Alona Lebedieva: Uzbekistan is trying to turn Chinese capital into infrastructure and production

Alona Lebedieva

KYIV, UKRAINE, June 2, 2026 /EINPresswire.com/ -- Uzbekistan is actively deepening its economic cooperation with China. Following the Uzbekistan–China Interregional Forum in Xi’an, the Tashkent delegation signed agreements worth more than $3.5 billion. The main part of the package consists of investment projects worth $3.35 billion, while another $156 million accounts for export contracts. This is not just a large figure in investment statistics. What matters is that these projects concern infrastructure, transport, construction, environmental technologies and industrial production.

“For Uzbekistan, Chinese capital can become an important tool of modernization. The country has the ambition to rapidly develop infrastructure, strengthen logistics, renew the urban environment, create new production facilities and increase exports. In this logic, China acts not only as a financial partner, but also as a source of technologies, contracting solutions, management experience and access to large production chains,” says Alona Lebedieva, owner of the Ukrainian diversified industrial and investment group Aurum Group.

Importantly, part of the agreements does not concern abstract investments, but specific areas of urban and industrial modernization. These include the development of BRT, roads and overpasses, the modernization of drainage and stormwater systems, housing renovation, the creation of commercial zones, as well as the production of decorative stone, ceramics and waste-sorting equipment. A separate block of agreements is related to the development of the Yangi Avlod special industrial zone, where Chinese companies are expected to support production, digital and high-tech infrastructure.

But the key question is not how much money enters the country. The key question is what remains in the economy after these projects are implemented. If investments create only infrastructure built by external contractors, the effect for the local economy will be limited. If, however, they form local production, new competencies, jobs, export opportunities and domestic added value, then this is no longer just external financing, but a genuine tool for development.

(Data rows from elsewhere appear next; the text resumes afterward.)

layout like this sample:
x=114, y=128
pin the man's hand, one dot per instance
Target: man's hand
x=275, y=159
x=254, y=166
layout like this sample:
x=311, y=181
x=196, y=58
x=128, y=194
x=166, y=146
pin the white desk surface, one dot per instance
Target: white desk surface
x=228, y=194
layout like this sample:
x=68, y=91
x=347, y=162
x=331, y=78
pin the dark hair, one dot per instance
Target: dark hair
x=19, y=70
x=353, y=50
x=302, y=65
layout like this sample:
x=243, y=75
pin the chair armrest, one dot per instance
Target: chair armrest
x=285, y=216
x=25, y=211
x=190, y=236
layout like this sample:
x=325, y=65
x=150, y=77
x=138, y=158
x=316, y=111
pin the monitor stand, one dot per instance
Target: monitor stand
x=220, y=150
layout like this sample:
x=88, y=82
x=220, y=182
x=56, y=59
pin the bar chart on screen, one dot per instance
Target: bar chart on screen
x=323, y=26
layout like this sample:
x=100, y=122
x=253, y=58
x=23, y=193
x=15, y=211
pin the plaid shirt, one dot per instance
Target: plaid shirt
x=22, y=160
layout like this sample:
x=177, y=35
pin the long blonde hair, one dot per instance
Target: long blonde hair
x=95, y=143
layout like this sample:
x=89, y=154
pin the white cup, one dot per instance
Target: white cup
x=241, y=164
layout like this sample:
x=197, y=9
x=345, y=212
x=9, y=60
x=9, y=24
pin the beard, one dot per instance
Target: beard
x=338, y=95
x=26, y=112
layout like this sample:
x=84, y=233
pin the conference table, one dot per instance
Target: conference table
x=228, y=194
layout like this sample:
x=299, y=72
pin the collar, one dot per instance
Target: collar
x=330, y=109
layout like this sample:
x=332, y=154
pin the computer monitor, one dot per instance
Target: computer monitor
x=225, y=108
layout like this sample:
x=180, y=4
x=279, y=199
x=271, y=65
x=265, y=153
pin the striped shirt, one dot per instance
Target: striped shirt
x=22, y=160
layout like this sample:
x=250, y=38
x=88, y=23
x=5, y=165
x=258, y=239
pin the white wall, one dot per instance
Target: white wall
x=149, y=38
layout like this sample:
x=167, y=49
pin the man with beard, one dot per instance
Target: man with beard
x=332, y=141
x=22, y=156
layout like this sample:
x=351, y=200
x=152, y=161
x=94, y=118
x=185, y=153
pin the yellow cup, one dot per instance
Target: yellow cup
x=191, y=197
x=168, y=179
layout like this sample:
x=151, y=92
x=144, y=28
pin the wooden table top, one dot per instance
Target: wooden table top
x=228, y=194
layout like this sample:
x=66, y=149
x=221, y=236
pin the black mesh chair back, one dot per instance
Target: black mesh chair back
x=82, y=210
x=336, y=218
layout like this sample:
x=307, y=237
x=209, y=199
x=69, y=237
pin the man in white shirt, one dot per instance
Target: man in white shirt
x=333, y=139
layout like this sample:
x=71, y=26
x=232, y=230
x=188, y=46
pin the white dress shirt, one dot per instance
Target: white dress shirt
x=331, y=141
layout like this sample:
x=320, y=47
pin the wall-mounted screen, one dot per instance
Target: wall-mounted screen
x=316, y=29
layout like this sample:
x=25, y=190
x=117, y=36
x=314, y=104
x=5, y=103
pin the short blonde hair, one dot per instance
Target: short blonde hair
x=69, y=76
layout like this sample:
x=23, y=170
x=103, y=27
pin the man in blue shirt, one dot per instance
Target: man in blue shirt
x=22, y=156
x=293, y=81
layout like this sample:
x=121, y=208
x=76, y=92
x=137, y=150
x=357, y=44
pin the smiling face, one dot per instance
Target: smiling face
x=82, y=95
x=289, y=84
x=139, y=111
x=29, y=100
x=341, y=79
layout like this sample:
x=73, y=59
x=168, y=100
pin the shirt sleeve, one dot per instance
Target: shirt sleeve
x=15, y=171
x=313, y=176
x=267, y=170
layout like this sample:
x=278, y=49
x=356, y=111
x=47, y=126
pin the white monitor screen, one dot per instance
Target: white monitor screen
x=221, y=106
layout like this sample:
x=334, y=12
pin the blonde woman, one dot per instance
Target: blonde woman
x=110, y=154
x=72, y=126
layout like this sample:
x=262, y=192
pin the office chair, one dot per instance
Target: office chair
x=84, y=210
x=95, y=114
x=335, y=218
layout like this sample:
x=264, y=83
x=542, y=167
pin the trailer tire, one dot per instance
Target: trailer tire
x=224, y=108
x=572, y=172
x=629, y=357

Alona Lebedieva notes that the financing model for such projects requires particular attention. Some of them are planned to be implemented under the EPC+F model, when Chinese partners not only design and build facilities, but also provide financing. For the state, this can reduce the direct burden on the budget, but at the same time it creates long-term obligations if payments are tied to future revenues of the city or specific infrastructure projects.

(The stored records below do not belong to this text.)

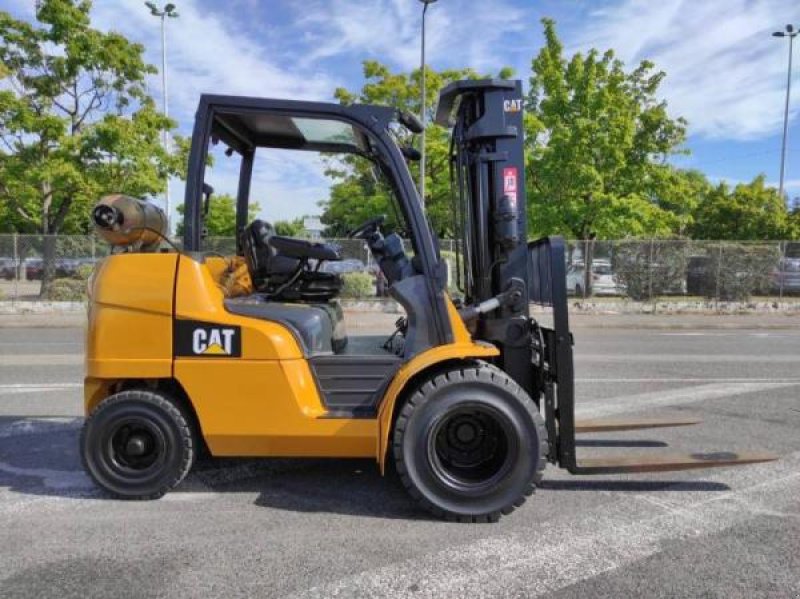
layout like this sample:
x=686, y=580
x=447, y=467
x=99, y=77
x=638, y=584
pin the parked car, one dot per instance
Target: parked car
x=344, y=266
x=786, y=276
x=604, y=281
x=33, y=268
x=698, y=277
x=8, y=268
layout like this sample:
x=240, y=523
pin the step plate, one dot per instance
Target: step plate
x=666, y=463
x=611, y=425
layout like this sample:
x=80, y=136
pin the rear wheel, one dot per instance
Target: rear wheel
x=470, y=445
x=137, y=445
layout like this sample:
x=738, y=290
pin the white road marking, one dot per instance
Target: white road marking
x=536, y=561
x=37, y=425
x=52, y=479
x=37, y=388
x=673, y=397
x=715, y=358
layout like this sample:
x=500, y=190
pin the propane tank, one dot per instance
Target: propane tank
x=125, y=221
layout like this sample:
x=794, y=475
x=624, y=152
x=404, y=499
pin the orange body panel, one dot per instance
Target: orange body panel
x=264, y=403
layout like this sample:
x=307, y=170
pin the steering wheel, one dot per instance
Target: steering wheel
x=370, y=226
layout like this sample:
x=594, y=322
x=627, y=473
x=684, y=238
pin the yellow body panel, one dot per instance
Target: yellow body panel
x=198, y=296
x=264, y=403
x=418, y=364
x=268, y=408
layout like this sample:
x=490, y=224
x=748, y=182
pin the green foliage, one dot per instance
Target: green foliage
x=741, y=270
x=358, y=285
x=357, y=193
x=221, y=218
x=597, y=144
x=75, y=121
x=748, y=211
x=290, y=228
x=84, y=271
x=650, y=269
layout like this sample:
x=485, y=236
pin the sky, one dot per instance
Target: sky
x=725, y=73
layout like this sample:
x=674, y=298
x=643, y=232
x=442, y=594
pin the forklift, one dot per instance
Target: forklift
x=468, y=399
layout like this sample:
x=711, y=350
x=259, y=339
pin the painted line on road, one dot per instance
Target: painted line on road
x=545, y=558
x=17, y=389
x=675, y=397
x=790, y=380
x=41, y=359
x=694, y=358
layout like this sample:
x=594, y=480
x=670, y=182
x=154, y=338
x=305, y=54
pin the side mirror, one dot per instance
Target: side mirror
x=208, y=191
x=411, y=153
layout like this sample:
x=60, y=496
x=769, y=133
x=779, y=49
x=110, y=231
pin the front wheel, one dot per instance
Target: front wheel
x=137, y=445
x=470, y=445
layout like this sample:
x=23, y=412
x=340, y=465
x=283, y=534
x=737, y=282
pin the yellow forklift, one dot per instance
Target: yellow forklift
x=468, y=399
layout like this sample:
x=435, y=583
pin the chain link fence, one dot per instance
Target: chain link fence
x=638, y=270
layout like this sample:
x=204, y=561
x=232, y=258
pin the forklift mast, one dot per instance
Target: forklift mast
x=488, y=172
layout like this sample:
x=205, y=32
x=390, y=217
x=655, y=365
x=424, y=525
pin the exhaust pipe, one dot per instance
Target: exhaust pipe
x=125, y=221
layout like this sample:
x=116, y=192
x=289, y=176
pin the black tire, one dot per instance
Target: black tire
x=137, y=444
x=470, y=445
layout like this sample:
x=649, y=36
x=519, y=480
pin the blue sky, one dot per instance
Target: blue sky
x=725, y=73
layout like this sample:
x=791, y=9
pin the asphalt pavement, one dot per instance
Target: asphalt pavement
x=336, y=528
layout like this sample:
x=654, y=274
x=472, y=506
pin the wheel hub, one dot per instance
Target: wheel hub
x=136, y=446
x=470, y=446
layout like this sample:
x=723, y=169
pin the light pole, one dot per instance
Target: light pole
x=791, y=34
x=164, y=13
x=425, y=4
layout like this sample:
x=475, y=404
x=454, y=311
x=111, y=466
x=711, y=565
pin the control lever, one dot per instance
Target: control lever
x=511, y=297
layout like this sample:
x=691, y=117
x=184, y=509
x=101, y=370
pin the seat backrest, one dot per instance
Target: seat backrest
x=256, y=248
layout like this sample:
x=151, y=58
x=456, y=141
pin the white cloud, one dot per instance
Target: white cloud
x=207, y=54
x=389, y=31
x=725, y=73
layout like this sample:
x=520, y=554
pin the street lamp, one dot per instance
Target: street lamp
x=791, y=34
x=164, y=13
x=425, y=4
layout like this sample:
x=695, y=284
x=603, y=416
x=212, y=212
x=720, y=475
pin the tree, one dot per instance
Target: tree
x=290, y=228
x=357, y=193
x=75, y=122
x=221, y=218
x=598, y=141
x=748, y=211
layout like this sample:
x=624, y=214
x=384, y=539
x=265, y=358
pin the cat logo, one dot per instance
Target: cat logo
x=214, y=341
x=208, y=340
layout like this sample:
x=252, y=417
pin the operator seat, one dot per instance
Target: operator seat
x=280, y=267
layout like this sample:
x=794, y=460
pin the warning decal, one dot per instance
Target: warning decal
x=510, y=183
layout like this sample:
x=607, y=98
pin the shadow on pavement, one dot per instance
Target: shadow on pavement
x=40, y=457
x=630, y=486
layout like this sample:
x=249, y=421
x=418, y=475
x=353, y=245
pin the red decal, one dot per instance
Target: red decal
x=510, y=183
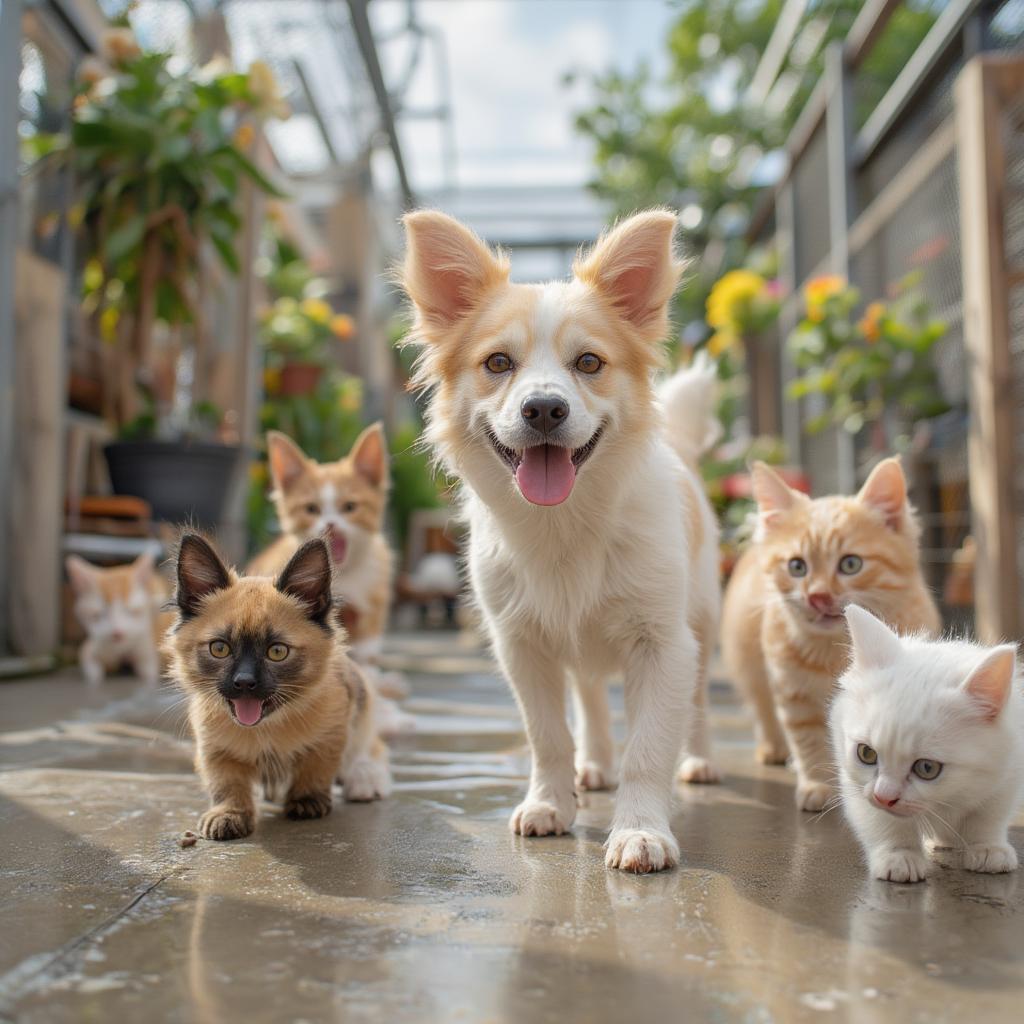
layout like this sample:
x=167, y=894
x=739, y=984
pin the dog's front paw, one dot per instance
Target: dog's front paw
x=900, y=865
x=309, y=805
x=366, y=780
x=538, y=817
x=698, y=770
x=641, y=850
x=219, y=823
x=593, y=776
x=812, y=796
x=994, y=859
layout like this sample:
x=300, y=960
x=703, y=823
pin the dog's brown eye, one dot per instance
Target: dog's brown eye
x=499, y=363
x=276, y=651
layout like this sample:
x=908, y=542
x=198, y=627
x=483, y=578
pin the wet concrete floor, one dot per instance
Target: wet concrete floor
x=425, y=908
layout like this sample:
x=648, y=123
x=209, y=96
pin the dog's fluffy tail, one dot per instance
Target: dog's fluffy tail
x=688, y=401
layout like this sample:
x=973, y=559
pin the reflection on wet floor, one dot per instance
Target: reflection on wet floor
x=426, y=908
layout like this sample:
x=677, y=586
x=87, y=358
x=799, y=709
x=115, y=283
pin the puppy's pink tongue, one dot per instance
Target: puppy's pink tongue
x=248, y=710
x=546, y=474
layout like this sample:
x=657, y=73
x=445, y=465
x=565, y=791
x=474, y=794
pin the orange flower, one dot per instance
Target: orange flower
x=870, y=324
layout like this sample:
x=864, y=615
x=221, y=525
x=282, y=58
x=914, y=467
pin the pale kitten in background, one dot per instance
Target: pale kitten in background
x=929, y=737
x=119, y=608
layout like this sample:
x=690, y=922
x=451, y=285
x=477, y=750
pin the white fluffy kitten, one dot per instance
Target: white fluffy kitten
x=929, y=738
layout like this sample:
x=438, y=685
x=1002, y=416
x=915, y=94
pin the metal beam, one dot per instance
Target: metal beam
x=368, y=50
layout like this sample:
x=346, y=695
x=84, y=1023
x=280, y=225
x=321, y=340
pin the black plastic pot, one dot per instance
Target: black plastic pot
x=184, y=482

Uzbekistan is now trying to move from the role of a market that receives investment to the role of a country that sets its own agenda for the investor. This is an important difference. When a state has a clear vision, it does not simply take money for individual projects, but builds a system: which sectors should be developed, what infrastructure should be created, which technologies should be localized and which export directions should be opened.

For the countries of Central Asia, this is especially relevant. Chinese capital in the region is a powerful factor, but it can work in different ways. In one scenario, it can deepen dependence on external financing. In another, it can help countries build an industrial base, a stronger logistics role and technological capacity. The choice between these scenarios depends on the quality of the state strategy.

Alona Lebedieva emphasizes that Uzbekistan’s example shows that external investment is useful when a country has its own logic of development. Capital alone does not guarantee modernization. Modernization is created by the state’s ability to direct this capital into projects that give the economy long-term added value.